—Te dije que no. Y avísales a todas las tiendas: a cualquiera relacionado con la familia Valdés, no le vendan nada.
Nadia chasqueó la lengua por dentro. «¿Qué le habrán hecho estos para que se ponga así?»
—Va. Entendido.
***
Como ya se había confirmado la boda, en la familia Valdés empezaron a preparar las cosas para Noa.
Del lado de los Salinas, en cambio, no se veía interés: ni hablaron de apartar vestido ni nada.
—Mija, tú no te preocupes. Tu papá y yo te vamos a dejar todo listo —dijo Clara—. Ya decidí: tu vestido lo va a diseñar Estudio Cobalto. Y el próximo mes sacan un collar nuevo. Antes de que salga, te lo consigo para que lo uses tú primero.
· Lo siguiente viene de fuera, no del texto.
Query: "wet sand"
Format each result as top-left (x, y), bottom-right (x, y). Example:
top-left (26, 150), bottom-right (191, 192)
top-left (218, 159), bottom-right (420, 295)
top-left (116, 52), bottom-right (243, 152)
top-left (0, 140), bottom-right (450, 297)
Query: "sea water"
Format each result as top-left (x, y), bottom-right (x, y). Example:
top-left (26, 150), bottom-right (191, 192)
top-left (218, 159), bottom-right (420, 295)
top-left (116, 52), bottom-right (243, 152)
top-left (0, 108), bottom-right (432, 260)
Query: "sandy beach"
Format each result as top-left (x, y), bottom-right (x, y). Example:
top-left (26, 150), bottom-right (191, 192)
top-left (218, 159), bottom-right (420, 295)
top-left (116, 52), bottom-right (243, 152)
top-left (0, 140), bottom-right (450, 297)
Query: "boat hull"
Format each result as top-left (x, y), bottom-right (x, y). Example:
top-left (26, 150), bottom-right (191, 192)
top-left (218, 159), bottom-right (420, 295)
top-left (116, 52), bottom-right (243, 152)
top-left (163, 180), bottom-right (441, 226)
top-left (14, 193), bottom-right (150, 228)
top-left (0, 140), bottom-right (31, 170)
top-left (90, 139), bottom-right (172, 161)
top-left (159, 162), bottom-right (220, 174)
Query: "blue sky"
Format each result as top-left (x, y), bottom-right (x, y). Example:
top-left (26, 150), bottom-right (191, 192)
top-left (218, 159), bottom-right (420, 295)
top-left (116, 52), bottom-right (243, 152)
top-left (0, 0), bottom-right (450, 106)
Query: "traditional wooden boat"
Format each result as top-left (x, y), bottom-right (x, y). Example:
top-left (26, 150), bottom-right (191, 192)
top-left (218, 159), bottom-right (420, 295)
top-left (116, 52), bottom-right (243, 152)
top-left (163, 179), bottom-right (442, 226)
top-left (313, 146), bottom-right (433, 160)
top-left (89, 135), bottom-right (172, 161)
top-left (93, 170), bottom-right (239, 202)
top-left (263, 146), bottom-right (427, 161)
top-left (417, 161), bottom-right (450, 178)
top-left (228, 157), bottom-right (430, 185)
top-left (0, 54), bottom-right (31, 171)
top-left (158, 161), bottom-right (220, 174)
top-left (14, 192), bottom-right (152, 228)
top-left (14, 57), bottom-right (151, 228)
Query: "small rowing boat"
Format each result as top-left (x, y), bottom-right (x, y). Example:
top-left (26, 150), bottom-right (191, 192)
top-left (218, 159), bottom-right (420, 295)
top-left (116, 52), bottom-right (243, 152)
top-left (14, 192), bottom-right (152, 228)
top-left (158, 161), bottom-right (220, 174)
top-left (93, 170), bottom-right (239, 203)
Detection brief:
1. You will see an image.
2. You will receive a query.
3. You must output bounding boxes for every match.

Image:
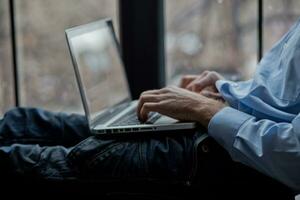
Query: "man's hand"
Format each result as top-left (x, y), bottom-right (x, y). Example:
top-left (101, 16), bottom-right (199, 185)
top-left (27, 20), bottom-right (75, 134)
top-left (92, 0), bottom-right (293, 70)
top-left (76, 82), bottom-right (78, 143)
top-left (137, 86), bottom-right (225, 127)
top-left (180, 71), bottom-right (224, 93)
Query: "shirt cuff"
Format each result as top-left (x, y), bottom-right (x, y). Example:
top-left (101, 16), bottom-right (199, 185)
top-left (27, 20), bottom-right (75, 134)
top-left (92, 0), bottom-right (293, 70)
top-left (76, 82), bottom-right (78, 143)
top-left (208, 107), bottom-right (253, 154)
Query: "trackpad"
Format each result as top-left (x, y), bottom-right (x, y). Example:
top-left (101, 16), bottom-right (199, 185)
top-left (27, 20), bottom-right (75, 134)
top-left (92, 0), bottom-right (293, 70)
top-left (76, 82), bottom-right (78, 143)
top-left (154, 116), bottom-right (178, 124)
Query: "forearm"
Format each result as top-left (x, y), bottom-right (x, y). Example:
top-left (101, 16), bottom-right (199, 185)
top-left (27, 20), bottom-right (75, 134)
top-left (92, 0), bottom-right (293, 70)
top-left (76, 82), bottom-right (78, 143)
top-left (209, 108), bottom-right (300, 190)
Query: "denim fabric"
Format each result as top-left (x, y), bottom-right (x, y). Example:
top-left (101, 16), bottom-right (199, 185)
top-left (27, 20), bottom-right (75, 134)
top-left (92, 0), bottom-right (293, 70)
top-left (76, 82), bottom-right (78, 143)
top-left (0, 108), bottom-right (204, 181)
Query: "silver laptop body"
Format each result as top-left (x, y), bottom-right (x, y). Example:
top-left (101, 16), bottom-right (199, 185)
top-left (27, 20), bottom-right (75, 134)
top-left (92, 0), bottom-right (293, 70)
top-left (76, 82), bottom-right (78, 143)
top-left (65, 19), bottom-right (196, 134)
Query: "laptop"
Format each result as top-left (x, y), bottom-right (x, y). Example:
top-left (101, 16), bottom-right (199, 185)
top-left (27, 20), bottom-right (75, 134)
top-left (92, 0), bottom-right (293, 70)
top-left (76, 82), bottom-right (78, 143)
top-left (65, 19), bottom-right (196, 135)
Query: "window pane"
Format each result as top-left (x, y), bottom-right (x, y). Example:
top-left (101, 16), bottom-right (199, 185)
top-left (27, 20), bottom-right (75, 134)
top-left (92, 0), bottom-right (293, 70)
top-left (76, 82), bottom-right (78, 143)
top-left (16, 0), bottom-right (118, 112)
top-left (0, 0), bottom-right (15, 115)
top-left (166, 0), bottom-right (257, 80)
top-left (264, 0), bottom-right (300, 52)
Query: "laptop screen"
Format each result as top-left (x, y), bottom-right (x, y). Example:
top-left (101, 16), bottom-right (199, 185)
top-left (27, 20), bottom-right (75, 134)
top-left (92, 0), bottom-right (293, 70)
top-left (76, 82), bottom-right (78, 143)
top-left (68, 21), bottom-right (130, 121)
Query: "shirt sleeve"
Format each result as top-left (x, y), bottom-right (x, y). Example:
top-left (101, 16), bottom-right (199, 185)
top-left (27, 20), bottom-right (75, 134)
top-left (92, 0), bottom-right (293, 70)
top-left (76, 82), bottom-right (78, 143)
top-left (208, 107), bottom-right (300, 191)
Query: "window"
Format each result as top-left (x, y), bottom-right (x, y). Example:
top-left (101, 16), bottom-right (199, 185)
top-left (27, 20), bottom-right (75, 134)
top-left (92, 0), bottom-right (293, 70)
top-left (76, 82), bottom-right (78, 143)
top-left (263, 0), bottom-right (300, 52)
top-left (15, 0), bottom-right (118, 112)
top-left (165, 0), bottom-right (258, 81)
top-left (0, 0), bottom-right (15, 115)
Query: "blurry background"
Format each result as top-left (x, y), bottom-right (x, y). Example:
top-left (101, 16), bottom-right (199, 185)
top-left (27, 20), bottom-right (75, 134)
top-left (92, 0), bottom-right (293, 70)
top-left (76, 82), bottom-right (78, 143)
top-left (0, 0), bottom-right (300, 114)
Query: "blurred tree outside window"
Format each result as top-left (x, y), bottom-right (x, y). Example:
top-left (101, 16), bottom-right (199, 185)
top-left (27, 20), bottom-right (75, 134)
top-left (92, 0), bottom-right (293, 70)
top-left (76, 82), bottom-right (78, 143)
top-left (0, 0), bottom-right (15, 115)
top-left (165, 0), bottom-right (258, 81)
top-left (15, 0), bottom-right (118, 113)
top-left (263, 0), bottom-right (300, 53)
top-left (0, 0), bottom-right (300, 114)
Vas a ver cómo todos se mueren de envidia.
—¿Te refieres al Estudio Cobalto, el de lujo? —Noa se quedó impactada.
Antes, con los Galindo, ella se sentía una cualquiera.
Pero desde que volvió con los Valdés, se la pasaba comprando y comprando, y ya sabía de marcas.
Lo de Estudio Cobalto lo conocía perfecto.
Los lanzamientos nuevos casi nadie los conseguía.
En su círculo, presumir que alcanzaste un lanzamiento era como presumir estatus.
Clara sonrió, orgullosa.
—Claro.
A Clara le encantaba hablar de Estudio Cobalto.
En el grupo de señoras ricas, ella se movía como pez en el agua porque siempre conseguía preventas.
Todavía ni salía algo y ella ya lo tenía. Eso daba envidia.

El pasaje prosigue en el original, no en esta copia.